On October 14, according to the latest batch of drug approval documents to be obtained by NMPA, Shiyao Ouyi's mabaloxavir tablet was approved for marketing, gaining the first imitation drug of this single-dose oral anti-influenza drug in China.
It is reported that marbaloxavir is an RNA polymerase inhibitor, which can directly act on the replication and transcription of influenza virus RNA, and is called a new generation of anti-influenza "miracle drug". The drug was originally developed by Japan's Yoshi Shiono and later licensed to Roche to develop and sell Xofluza in the United States, China and other markets. In 2018, Mabaloxavir was approved for sale in Japan and the United States.

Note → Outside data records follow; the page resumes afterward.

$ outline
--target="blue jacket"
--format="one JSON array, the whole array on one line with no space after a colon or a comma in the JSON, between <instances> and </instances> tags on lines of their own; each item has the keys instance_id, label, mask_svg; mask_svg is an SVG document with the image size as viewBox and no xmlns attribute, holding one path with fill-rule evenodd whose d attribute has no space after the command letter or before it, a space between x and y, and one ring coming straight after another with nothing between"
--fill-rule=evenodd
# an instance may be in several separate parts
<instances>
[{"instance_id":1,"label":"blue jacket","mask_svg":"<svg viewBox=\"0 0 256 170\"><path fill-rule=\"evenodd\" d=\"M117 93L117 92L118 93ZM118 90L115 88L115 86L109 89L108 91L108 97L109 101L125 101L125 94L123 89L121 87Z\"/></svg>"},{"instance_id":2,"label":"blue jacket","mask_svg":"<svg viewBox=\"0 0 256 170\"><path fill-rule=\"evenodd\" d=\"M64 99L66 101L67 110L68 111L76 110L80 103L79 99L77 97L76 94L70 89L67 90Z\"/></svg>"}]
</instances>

In China, the approval of mabaloxavir soon attracted the attention of the drug regulatory authorities, and it was included in China's List of Clinically Urgent Overseas New Drugs (the Third batch) and obtained the priority evaluation qualification of CDE. In April 2021, Marbaloxavir tablets were approved in China for use in patients aged 12 years and older with simple influenza A and B, including previously healthy patients and those at high risk of influenza complications. And just eight months after it was approved, it was rushed into the new version of the national health insurance.
Roche is responding to the NMPA approval of the first domestic copy of Marbaloxavir tablets, from Shi Yi, only a year and a half after the original product was approved.

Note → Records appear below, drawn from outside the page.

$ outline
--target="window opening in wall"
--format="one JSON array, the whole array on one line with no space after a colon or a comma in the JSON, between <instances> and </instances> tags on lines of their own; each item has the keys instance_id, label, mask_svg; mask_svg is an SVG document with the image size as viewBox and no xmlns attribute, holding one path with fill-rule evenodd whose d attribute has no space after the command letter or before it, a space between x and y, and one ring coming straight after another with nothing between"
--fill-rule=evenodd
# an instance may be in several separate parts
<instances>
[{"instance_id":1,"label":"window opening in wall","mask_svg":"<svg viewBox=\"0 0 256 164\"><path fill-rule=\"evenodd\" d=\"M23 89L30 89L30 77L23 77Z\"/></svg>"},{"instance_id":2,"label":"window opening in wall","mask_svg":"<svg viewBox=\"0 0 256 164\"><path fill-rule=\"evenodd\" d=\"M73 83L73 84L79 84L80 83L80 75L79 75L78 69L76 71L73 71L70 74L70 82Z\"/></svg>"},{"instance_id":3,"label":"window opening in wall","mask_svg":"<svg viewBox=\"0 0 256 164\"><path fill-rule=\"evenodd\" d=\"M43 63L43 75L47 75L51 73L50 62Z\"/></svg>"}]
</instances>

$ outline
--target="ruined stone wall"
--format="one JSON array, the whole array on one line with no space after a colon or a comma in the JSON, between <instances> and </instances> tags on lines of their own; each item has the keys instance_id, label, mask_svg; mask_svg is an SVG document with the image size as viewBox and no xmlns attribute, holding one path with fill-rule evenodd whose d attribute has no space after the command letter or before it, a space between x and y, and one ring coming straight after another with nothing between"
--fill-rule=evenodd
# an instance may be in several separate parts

Roche said: The innovative drug Marbaloxavir tablets (trade name: Fuda ®) and its active ingredients are protected by Chinese Invention Patent No. ZL201180056716.8. The patent relates to a compound patent with stable validity and expires on September 21, 2031. In accordance with the relevant provisions of the Patent Law of the People's Republic of China, no person or entity shall manufacture, use, sell or promise to sell Marbaloxavir compound and/or pharmaceutical products containing Marbaloxavir compound for the purpose of production and distribution in the Mainland of China without the permission of the patent holder.
The patenteer of China Patent No. ZL201180056716.8 has never licensed any person or entity other than us and our affiliates to manufacture, use, sell or promise to sell the compound marbaloxavir and/or pharmaceutical products containing the compound Marbaloxavir for the purpose of production and distribution in the Mainland of China.
In particular, it should be pointed out that the approval of Euyi's generic drug by the National Medical Products Administration does not mean that Euyi can manufacture, sell or promise to sell its generic drug Marbaloxavir tablets for the purpose of production and business, otherwise it will constitute infringement of the above patent.
Roche's innovative Marbaloxavir tablet was approved in April 2021, but EuroItaly submitted a generic application only three months later. Since July 2021, Roche has repeatedly communicated with Euyi on the issue of intellectual property rights. However, Euyi, on the one hand, believes that its approved generic drugs fall within the protection scope of Chinese invention patent No. ZL201180056716.8, and on the other hand, has so far refused to commit not to infringe the patent rights during the protection period of the above patent. Roche believes that EuroItaly's actions have caused significant disruption to the subsequent development and commercialization of marbaloxavir tablets.
Roche also calls for the API/pharmaceutical producing enterprises, pharmaceutical trading sales unit, medicines procurement and sales platform, to respect intellectual property rights of medical institutions, jointly safeguard legitimate domestic pharmaceutical market fair management order, not manufacture, sell or promise sales enroach on roche's legitimate rights and interests of medicines, act infringes upon the lawful rights and interests of roche provide convenience and help, Prudently evaluate and actively resist other acts that infringe upon Roche's legal rights and interests. The patentee has filed a patent-link lawsuit against EuroItaly for its application to market generic drugs.